Vers 2021, lassés des pertes qui s’accumulaient, Olivier de ­Spoelberch et son associé Luc Thijs ont souhaité que des mesures soient prises pour redresser l’entreprise. Ils y ont dépêché Benjamin de Broqueville, comme CEO, et ­Koenraad Geurts, de Genk, comme general manager. Le duo se rend toutes les semaines en Allemagne, au siège à Strauberg, et sur le site de production de Pasewalk. Il a tout réorganisé. L’entreprise est passée de 180 à 120 salariés. Koenraad Geurts s’est concentré sur la production, son domaine, fort de son expérience dans les processus de peinture industrielle. “La certification nous a pris plus de temps que nous le pensions, elle est très lourde dans l’aérien, pour des raisons très compréhensibles”, dit Benjamin de Broqueville. Le duo a été rejoint, pour le volet commercial, par Pierre Van Wetter, ancien de Sonaca Aircraft.
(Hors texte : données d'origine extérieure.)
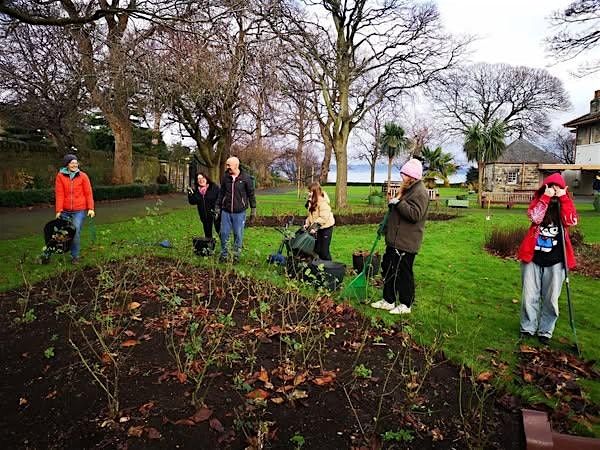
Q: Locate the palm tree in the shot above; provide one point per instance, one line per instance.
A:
(438, 164)
(484, 144)
(393, 142)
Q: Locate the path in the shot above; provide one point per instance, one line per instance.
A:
(20, 222)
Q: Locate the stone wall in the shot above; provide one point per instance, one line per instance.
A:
(497, 177)
(36, 166)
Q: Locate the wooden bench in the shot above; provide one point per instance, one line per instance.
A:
(433, 194)
(506, 198)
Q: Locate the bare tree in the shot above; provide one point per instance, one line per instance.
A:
(288, 161)
(577, 33)
(41, 87)
(359, 52)
(368, 134)
(204, 69)
(520, 97)
(52, 12)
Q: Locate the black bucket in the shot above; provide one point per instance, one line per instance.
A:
(326, 274)
(58, 236)
(204, 246)
(303, 243)
(358, 263)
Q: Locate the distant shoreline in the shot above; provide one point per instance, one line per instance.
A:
(361, 173)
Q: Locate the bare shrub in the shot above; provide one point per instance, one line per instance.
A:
(505, 241)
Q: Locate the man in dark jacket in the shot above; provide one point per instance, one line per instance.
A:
(403, 238)
(236, 195)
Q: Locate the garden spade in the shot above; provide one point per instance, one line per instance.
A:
(358, 288)
(568, 285)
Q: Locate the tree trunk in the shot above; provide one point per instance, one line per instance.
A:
(341, 178)
(324, 173)
(156, 128)
(373, 173)
(481, 169)
(123, 162)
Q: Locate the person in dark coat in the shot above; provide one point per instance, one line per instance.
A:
(235, 197)
(542, 256)
(204, 195)
(403, 239)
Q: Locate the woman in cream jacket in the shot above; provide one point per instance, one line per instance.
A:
(319, 213)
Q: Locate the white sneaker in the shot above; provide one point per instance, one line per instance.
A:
(400, 309)
(382, 304)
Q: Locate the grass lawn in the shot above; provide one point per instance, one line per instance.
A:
(467, 300)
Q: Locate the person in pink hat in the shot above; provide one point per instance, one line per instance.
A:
(403, 238)
(542, 256)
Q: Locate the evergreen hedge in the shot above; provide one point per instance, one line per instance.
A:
(30, 197)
La production a été relancée. De quatre en 2019-2020, Stemme produit actuellement 15 aéronefs par an. “Nous voulons arriver à 20 l’an prochain, assure Benjamin de Broqueville, dont 80% pour des drones militaires et civils.” L’activité de drones pour Safran et DZYNE est primordiale. “Si nous nous limitions à l’activité de loisirs, l’entreprise ne compterait pas plus de 25 personnes.”

La priorité est de réussir la montée de la production de ces bases de drones et leur maintenance. “Nous dégageons actuellement un chiffre d’affaires de 11 millions d’euros pour 2023, mais nous espérons atteindre les 15 millions.” L’activité devrait devenir ainsi profitable.

Observation de pipelines

En Belgique, à l’aérodrome de Temploux, Stemme a détenu une filiale, Stratos Solutions, qui cherchait à développer un drone stratosphérique pour assurer des missions d’observation à un coût moindre que celui réclamé par les satellites. Dans le fil des difficultés de Stemme en Allemagne, ­Olivier de Spoelberch et Luc Thijs ont préféré reprendre directement l’activité, en devenant actionnaires (95% et 5%). Le projet a été modifié. Des partenaires, Sonaca et Sabena Engineering, se sont retirés après les turbulences du covid. “Nous continuons à développer un drone stratosphérique, mais nous travaillons aussi à un module doté de capteurs à installer sur un avion, pour la surveillance de pipelines”, poursuit Benjamin de Broqueville, qui préside la société.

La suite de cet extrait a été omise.